# CPU Fan Error -NZXT Kraken X52



## Javahne (5. Oktober 2017)

Moin allerseits,

Ich kühle seit dem Sommer mir sehr viel Vergnügen mein 4930k auf einem Asus p9x79 board mit einem NZXT Kraken X52 AIO Kühler. Das läuft eigentlich prima, aber nachdem wir heute Nacht zum 3.  Mal in 2 Wochen einen Stromausfall hatten, geht da nichts mehr. Beim hochfahren des Rechners  kriege ich einen CPU Fan Error, läuft die Temperatur schnell von 50 Grad auf 85 Grad und schaltet der Rechner ab. Im BIOS zeigt der CPU Fan stark schwankende Drehzahlen: Bsp. 220 - 440 - -N/A - 37000 - 220 - N/A usw. Sicherheitshalber habe ich das BIOS ein reset zu Factory defaults gegeben. 

Ich habe den Kühler wieder komplett neu angeschlossen, wobei mir aufgefallen ist, dass drei der vier pins im CPU_Fan leicht verbogen waren. Ich habe diese vorsichtig wieder zurückgebogen, aber auch danach keine Verbesserung. 
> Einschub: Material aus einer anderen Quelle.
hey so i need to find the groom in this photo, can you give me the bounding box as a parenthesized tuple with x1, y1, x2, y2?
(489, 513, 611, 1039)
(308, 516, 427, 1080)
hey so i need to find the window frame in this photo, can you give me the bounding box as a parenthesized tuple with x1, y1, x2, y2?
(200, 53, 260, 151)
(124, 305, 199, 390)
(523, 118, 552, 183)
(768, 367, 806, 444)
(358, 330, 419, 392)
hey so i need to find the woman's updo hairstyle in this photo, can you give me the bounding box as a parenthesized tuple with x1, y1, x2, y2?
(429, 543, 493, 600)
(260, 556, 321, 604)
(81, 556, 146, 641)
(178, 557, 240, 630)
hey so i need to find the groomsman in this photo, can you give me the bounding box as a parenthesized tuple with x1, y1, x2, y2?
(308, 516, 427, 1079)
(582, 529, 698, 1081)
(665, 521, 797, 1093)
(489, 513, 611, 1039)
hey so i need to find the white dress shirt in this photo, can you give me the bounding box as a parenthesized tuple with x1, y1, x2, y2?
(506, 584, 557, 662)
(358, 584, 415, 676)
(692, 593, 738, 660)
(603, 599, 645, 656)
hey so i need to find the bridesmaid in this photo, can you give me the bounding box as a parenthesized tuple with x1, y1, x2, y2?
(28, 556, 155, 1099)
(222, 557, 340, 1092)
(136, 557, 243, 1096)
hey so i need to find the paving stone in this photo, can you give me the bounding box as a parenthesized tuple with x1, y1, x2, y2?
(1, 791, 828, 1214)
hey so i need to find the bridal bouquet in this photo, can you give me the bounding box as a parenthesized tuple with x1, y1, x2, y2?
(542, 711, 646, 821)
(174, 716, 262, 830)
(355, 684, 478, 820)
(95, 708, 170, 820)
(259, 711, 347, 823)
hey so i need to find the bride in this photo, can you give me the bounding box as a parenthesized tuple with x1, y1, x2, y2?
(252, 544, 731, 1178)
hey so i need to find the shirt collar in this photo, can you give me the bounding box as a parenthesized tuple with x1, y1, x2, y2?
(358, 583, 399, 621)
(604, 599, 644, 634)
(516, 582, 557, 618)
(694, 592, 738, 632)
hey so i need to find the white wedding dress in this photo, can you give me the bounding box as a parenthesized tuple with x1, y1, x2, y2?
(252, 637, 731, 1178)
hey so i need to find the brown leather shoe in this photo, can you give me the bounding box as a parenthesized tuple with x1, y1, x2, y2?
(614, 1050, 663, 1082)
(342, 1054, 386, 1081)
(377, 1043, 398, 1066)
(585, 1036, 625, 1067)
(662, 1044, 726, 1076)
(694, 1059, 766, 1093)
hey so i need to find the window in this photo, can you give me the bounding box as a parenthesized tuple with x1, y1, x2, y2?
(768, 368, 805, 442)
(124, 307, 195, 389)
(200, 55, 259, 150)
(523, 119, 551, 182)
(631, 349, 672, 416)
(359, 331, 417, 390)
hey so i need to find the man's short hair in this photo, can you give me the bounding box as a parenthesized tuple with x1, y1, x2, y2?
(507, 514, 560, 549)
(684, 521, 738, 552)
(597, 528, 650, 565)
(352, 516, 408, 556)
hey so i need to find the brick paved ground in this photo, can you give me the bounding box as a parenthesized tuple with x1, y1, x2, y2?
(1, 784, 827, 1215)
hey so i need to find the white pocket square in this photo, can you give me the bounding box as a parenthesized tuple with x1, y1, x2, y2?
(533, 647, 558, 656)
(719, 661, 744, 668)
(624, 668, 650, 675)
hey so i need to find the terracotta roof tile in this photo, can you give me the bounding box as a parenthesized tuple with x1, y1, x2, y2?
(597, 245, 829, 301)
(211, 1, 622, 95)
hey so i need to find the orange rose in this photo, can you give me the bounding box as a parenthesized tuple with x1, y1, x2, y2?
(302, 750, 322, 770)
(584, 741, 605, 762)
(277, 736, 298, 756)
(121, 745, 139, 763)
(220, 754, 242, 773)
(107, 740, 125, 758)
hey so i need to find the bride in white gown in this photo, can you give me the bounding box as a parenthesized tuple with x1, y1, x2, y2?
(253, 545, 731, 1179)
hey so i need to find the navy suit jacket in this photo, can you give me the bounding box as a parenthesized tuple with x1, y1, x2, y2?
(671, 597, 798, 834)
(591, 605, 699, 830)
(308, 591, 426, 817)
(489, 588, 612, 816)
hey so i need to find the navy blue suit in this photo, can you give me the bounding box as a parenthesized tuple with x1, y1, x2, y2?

Frage: es sieht stark danach aus, dass der Kraken kaputt ist. Wie kann ich prüfen, dass es nicht doch die Steuerung über CPU Fan ist, die dazu führt, dass nicht mehr gekühlt Widder und ich nicht umsonst eine neue Kühlung anschaffen muss? Besten Dank um Voraus für die Hilfe!


----------



## Merowinger0807 (5. Oktober 2017)

Hängen am CPU_FAN Anschluss die Lüfter vom Radi oder die Pumpe?
Hast Du evtl. noch einen alternativen Kühler parat liegen den Du zum Vergleich mal anklemmen könntest? Notfalls von nem Bekannten einen leihen.
Klingt so als wäre halt entweder der Anschluss hinüber oder aber die Pumpe (sollte sie da dran gehangen habe) hat das zeitliche gesegnet.


----------



## Javahne (5. Oktober 2017)

An CpU_Fan hängt die Pumpe, die Lüfter des Radiators werden direkt von der Pumpe aus versorgt.Ivch habe leider keine Alternative zum Testen, habe den alten Kühler zufällig letzte Woche weggetan.. (ja). Also, neue AIO muss dann wohl her..


----------



## Javahne (5. Oktober 2017)

Ich schließe mal einen gehäuselüfter an, um zu sehen ob ich einen normalen Wert bekomme. Dann dürfte die Frage auch beantwortet sein, denke ich


----------



## Javahne (5. Oktober 2017)

Ok, mit dem gehäusekühler funktioniert es, der Kraken muss wohl hin sein. Thx!


----------